People in pain may not be receptive to a conversation about wasted health care spending and medical guidelines that would let them suffer for 6 weeks before getting an image. Ofri often opts to discuss the potential risks of radiation exposure, which prompt patients to back off their requests for a scan. Sometimes she discusses a likely root cause — too much weight in the abdomen or poor lifting technique — and urges patients to make lifestyle changes to avoid back pain episodes in the future. She sympathises that it isn’t really what they want to hear. “Patients just want to feel better,” Ofri says. “The situation is not very satisfying.”

Lola Butcher is a health care business and policy writer based in Missouri.

This article was originally published on Undark. Read the original article.

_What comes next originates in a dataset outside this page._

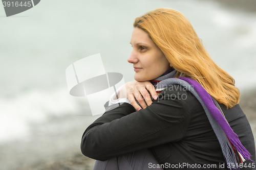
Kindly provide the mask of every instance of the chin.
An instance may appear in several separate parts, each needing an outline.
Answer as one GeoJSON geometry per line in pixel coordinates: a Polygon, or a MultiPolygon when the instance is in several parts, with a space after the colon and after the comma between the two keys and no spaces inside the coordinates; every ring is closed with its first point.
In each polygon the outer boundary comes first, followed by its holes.
{"type": "Polygon", "coordinates": [[[134,75],[134,80],[137,81],[137,82],[144,82],[145,81],[150,81],[151,80],[148,79],[146,79],[145,78],[143,77],[138,77],[137,76],[136,76],[136,75],[134,75]]]}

4 thoughts on “The problem with MRIs for low back pain

  1. Dr Neil E Hucker says:

    Myself, my brother and my father have suffered from severe intermittent lower back pain that makes you think
    you will never walk properly again but it always resolves with rest.
    When dad was 92 he was suffering for 6 months with a recurrence of severe lower back pain with sciatic symptoms.
    A neurologist reviewed the cat scan of his back which showed one L/S cyst and his vertebrae looked like someone
    had thrown a hand grenade into his back. So an appointment was made to see an interventionist radiologist to inject steroids.
    The next morning after sleeping on my partners spare bed he awoke pain free. After an examination of his ”óld” home mattress ‘
    which was nearly down to the springs we bought him a new quality mattress. No more pain.
    He suffered some more pain when he entered the nursing home at 96 which also responded to a quality mattress.
    The severity of my own back pain has helped me be more sympathetic of how incapacitating it can be but in my case the experience
    of it miraculously resolving with just rest has made me wary of medical interventions.

  2. Sue Ieraci says:

    Neil Hucker’s experience is very pertinent, and confirms that so many episodes of low back pain related to muscle spasm, not structural lesions. We must get rid of the concept of ‘damage’, which leads people to think that their back will never recover, and emphasise the various activities and postures that exacerbate and relieve the pain and stiffness – including fear.

  3. Scott Masters says:

    There’s plenty you can do to help people with acute low back pain. The Australian Musculoskeletal Initiative showed very good results when people were assessed fully and had their problem explained to them. there was minimal use of radiology and medications with high satisfaction levels. This was nearly 20 years ago. As the article suggests, evidence os low to get through to the masses.

  4. Anonymous says:

    As a pathologist you see a lot of cancer diagnoses so you are primed to expect the worst. When it’s your back that is in pain you want to rule out the possible primary CNS lesion and the possibility of mets as it’s those interesting cases that stay in the back of your mind that come to the fore even though statistically unlikely. Cost benefit ratio is great in theory. What about the mental benefits of imaging (at least on the first presentation) providing ‘proof’ in ruling out these conditions and likely improved recovery time when in a positive head space?